The Higgs review has had a significant impact on corporate governance in the UK. On publication, it sparked a lively and healthy debate on the role and effectiveness of non-executive directors, which was widened to include the nature of the relationship between companies and their shareholders.

However, the extent to which Higgs ‘works’ will depend on the success of its attempts to strengthen the framework for corporate governance in the UK. This framework, which is increasingly being emulated overseas, is for the most part based on self-regulation through the establishment and observance of the combined code’s best practice guidance.

A key feature is the process whereby companies either comply with best practice or explain to their shareholders as to why they do not. Prior to the Higgs review, it was considered that the ‘comply or explain’ process could be more effective. In particular, companies’ explanations for diverging from best practice were frequently unspecific or ‘boiler plate’ in nature, and investors lacked the resources and commitment to consider fully the reasons given for non-compliance.

For us to be confident that ‘Higgs is working’, companies and investors would need to address these deficiencies. We would also need evidence that companies are starting to respond to the changes made to the combined code consequent to the Higgs review, and to make use of the review’s excellent additional guidance, which appeared in its annexes.

On the current evidence, I think it is probably too soon to say that Higgs is working. Indeed, most companies’ statements of compliance or explanations in relation to the revised code are not required before early 2005.

Nevertheless, Higgs has had an impact in one important respect – there has been a clear increase in communication between companies and shareholders, which has gone beyond mere discussions of compliance.

It is through such improvements in communication that corporate governance must develop.

  • Colin Melvin is director of corporate governance at Hermes Pensions Management.

It’s all about communication
By Michelle Perry

The Higgs review was viewed by some as a panacea for all sins against high-quality corporate governance. Derek Higgs, however, never planned his findings to be the Holy Grail. He set out, and on the whole achieved, an overdue shake-up in corporate governance in the wake of a series of scandals that rocked the investor community the world over.

And just days before Higgs takes effect on 1 November, we can already see how company directors are heeding the new rules. But it may not be quite how the investor community envisaged.

Just last week, Barclays and WH Smith announced their chief executives officers would be stepping up to the chairman’s role.

Of the ‘comply or explain’ options, both companies choose to explain.

The original Higgs draft contained a provision stating that a chief executive should not go on to become chairman of the same company. After some hoo-ha a redrafted version of the code was finally released.

The redrafted code takes the same stance, but has expanded the provision, setting out the procedures (such as consultation with major shareholders) that a board should take, in the exceptional circumstance when it does decide the chief executive should subsequently become the chairman.

Barclays said they had spoken with institutional shareholders about their decision, but that ultimately ‘it is a decision for the board’.

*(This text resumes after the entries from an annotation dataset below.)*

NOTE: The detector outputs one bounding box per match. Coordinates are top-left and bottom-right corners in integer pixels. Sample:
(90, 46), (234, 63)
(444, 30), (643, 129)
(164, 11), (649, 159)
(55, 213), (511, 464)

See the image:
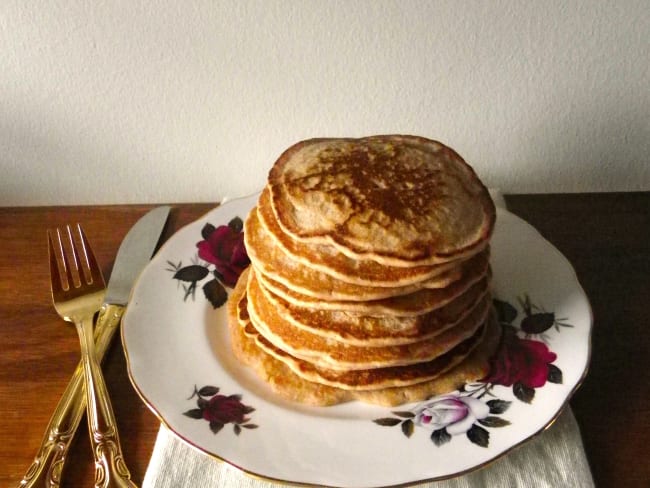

But investor groups still aren’t happy with the situation.

If the new code is to work effectively, the paths of communications must be revisited. Lobbying groups claim it’s not enough just to state you’re not going to comply, there’s got to be ‘a proper explanation’ that the man on the street understands.

Whether company directors like this notion or not, that’s the way it must be. If the ways and means of communicating information are not altered both parties, directors and investors, stand to lose. But if they work together to understand each other better then both will be winners. It’s all about communication you see.

  • Michelle Perry is features editor of Accountancy Age.